The story originally comes from The Wall Street Journal, which references people familiar with the matter claiming that about 700 to 800 employees, mostly engineers with Chinese nationality, were offered the opportunity to transfer to countries that include the U.S., Ireland, Australia and New Zealand.
The offers to move reportedly were made earlier this week and employees given until early June to make up their minds. Employees who don’t wish to leave can remain in China.
Although it appears that Microsoft may have indeed asked some employees to consider transfers to Western countries, how many were asked is disputed. Pandaily, which is based in China and covers the country’s tech scene, reported that Microsoft in China told reporters that only a small number of employees have been given the opportunity to choose “international rotation” and that reports about its AI team “packing up and going to America” were “exaggerated and untrue.”

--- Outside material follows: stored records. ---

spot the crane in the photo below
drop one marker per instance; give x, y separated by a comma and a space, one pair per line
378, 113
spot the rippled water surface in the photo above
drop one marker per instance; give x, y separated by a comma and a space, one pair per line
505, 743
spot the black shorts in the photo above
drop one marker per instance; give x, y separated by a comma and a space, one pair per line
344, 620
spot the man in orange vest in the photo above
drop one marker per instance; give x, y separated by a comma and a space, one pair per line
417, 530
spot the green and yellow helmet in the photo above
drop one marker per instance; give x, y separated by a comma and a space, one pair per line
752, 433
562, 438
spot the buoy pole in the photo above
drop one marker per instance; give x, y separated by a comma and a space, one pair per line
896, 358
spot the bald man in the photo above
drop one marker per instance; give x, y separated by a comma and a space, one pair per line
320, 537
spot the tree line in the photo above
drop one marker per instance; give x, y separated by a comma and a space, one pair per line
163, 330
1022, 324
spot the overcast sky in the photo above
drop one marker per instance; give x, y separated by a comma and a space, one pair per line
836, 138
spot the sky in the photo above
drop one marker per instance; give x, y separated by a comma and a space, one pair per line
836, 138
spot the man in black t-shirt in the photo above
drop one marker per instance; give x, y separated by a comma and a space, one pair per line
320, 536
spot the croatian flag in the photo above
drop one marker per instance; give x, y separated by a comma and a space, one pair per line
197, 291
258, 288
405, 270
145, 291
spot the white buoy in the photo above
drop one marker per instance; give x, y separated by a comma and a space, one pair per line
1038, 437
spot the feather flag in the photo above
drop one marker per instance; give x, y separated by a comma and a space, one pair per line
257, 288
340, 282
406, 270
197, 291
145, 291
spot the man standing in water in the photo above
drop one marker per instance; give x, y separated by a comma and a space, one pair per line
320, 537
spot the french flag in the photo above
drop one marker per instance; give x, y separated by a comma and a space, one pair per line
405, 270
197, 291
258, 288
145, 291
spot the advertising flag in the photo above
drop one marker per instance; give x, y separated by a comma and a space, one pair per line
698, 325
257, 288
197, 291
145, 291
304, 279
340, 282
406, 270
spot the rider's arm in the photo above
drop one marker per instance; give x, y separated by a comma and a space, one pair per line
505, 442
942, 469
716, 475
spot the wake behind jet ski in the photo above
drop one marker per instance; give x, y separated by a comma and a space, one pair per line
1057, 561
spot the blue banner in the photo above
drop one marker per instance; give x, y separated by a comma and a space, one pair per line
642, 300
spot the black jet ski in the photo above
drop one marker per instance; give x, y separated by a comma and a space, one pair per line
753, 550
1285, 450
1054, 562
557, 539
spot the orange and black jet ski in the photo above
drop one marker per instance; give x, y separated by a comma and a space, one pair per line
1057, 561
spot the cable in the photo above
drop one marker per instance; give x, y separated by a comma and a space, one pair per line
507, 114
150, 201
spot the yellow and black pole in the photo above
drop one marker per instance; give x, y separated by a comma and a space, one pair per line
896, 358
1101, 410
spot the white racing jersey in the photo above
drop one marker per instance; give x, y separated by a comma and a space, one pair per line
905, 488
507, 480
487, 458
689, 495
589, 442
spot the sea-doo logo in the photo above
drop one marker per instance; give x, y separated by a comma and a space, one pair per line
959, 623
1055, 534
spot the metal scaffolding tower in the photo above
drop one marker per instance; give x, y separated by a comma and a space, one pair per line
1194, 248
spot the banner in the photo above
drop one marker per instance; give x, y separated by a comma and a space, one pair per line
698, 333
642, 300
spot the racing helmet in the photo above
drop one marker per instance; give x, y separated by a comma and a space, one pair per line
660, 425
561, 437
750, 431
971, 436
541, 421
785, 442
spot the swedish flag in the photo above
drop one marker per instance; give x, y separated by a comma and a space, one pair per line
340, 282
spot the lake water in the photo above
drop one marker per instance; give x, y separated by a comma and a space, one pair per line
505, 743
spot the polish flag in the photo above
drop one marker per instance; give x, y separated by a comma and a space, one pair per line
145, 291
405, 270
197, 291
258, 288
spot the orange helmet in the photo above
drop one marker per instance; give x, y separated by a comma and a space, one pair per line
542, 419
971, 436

Exactly what Microsoft’s plans are in mainland China may be subjective, but the company certainly appears not keen on growing its presence in the Middle Kingdom. The South China Morning Post reports that Microsoft has stopped hiring in China and will not have any new job openings.
The same SCMP report also notes that any reallocations are not unique, as Microsoft already moved some of its top AI researchers last year from China to a new research lab in Vancouver, Canada. Microsoft said at the time that the Vancouver lab would be staffed by researchers from offices worldwide, including China.
What is clearly true is the growing geopolitical tensions between the U.S. and China. Only in the last week, the Biden administration slapped major new tariffs on Chinese electric vehicles, advanced batteries, solar cells, steel, aluminum and medical equipment. The tariffs are meant to counter alleged Chinese government subsidies that give Chinese companies an unfair advantage in international trade.
“American workers can outwork and outcompete anyone as long as the competition is fair,” President Biden said in the White House Rose Garden earlier this week. “But for too long, it hasn’t been fair. For years, the Chinese government has poured state money into Chinese companies … it’s not competition, it’s cheating.”